Zwölfuhrläuten Selb in Oberfranken
Wer diese Stadt nicht kennt, möge doch einmal vorsichtig den Geschirrschrank öffnen. Selb – das steht für ungezählte Kaffeetassen, Teller, Kannen, Krüge und Vasen. Das Porzellan ist das große Kapital der Stadt im äußersten Nordosten Bayerns.
Anno 1281 erstmals urkundlich erwähnt, war der Ort lange Zeit eher unbedeutend; zumeist arme Weber gingen hier ihrem Handwerk nach.
Klassische Moderne
1856 verwandelte ein Großbrand Selb in Schutt und Asche. Mit dem Neuaufbau entstand die erste Porzellanfabrik. Gleichzeitig hielt die klassische Moderne in der Stadt Einzug. Fabriken und Stadtbild tragen die Handschriften des italienischen Konstruktivisten Marcello Morandini, des genialen Bauhaus-Architekten Walter Gropius oder auch des Künstlers Friedensreich Hundertwasser. Und noch ein bedeutender Architekt seiner Zeit hat sich hier ein Denkmal gesetzt: August von Voit, Regierungsbaumeister und Planer des damals berühmten Münchener Glaspalastes, schuf nach dem Stadtbrand die evangelische St.-Andreas-Kirche, deren schöne Westfassade mit dem markanten Turm sich über dem Marktplatz erhebt.
Vier Erdinger Glocken
August von Voit nahm die Stilelemente der Gotik auf und brachte sie hier in einen neuen Zusammenhang - beispielsweise in den Brüstungen der Emporen; ihre Muster finden sich sonst nur in alten Kirchenfenstern.
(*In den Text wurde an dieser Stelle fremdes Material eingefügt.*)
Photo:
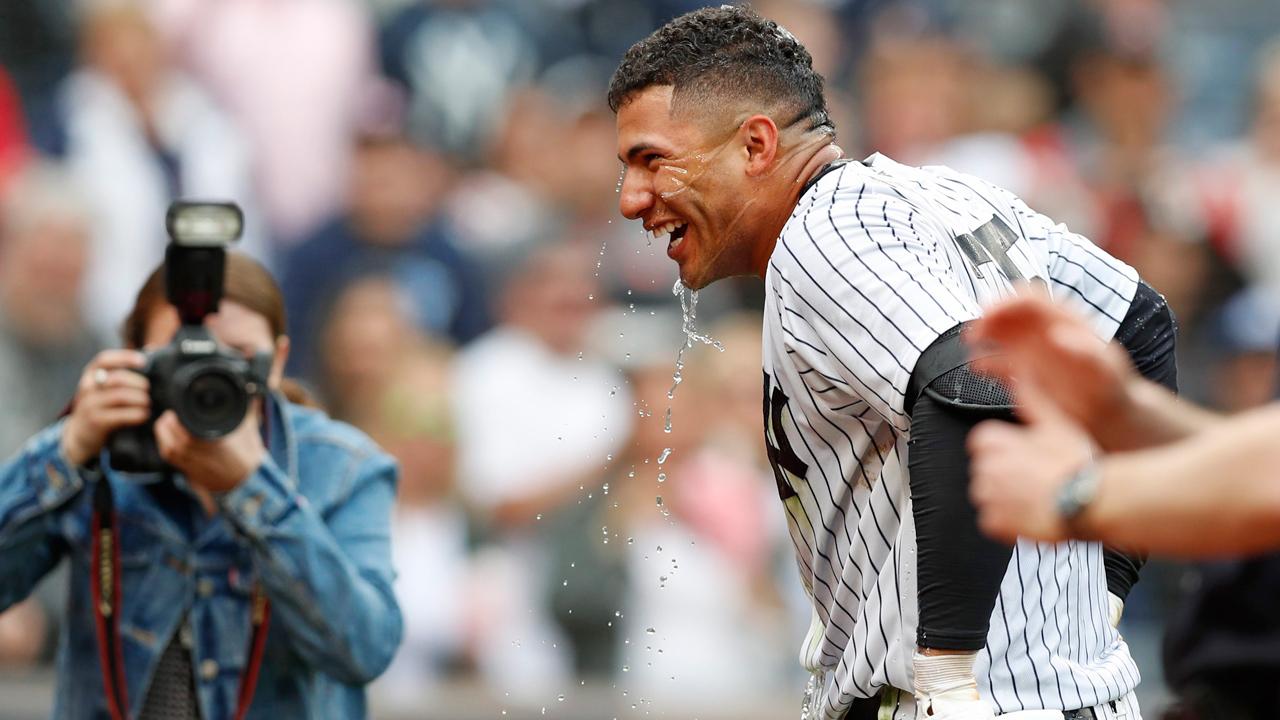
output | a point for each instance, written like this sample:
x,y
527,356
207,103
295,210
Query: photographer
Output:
x,y
256,561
Anrührend ist das Altarbild im Chorraum: Es zeigt den Auferstandenen, aus dem Grab tretend und Licht bringend – als Hoffnungszeichen für die Gemeinde, dass sich aus der Asche des Stadtbrandes neues Leben erheben sollte.
Vier Glocken hat St. Andreas. 1948 in Erding gegossen, begleitet ihr Klang die Bewohner und Besucher von Selb auf Schritt und Tritt – ebenso wie das Porzellan, das Gassen, Plätze und Brunnen der Stadt in vielen Farben schmückt.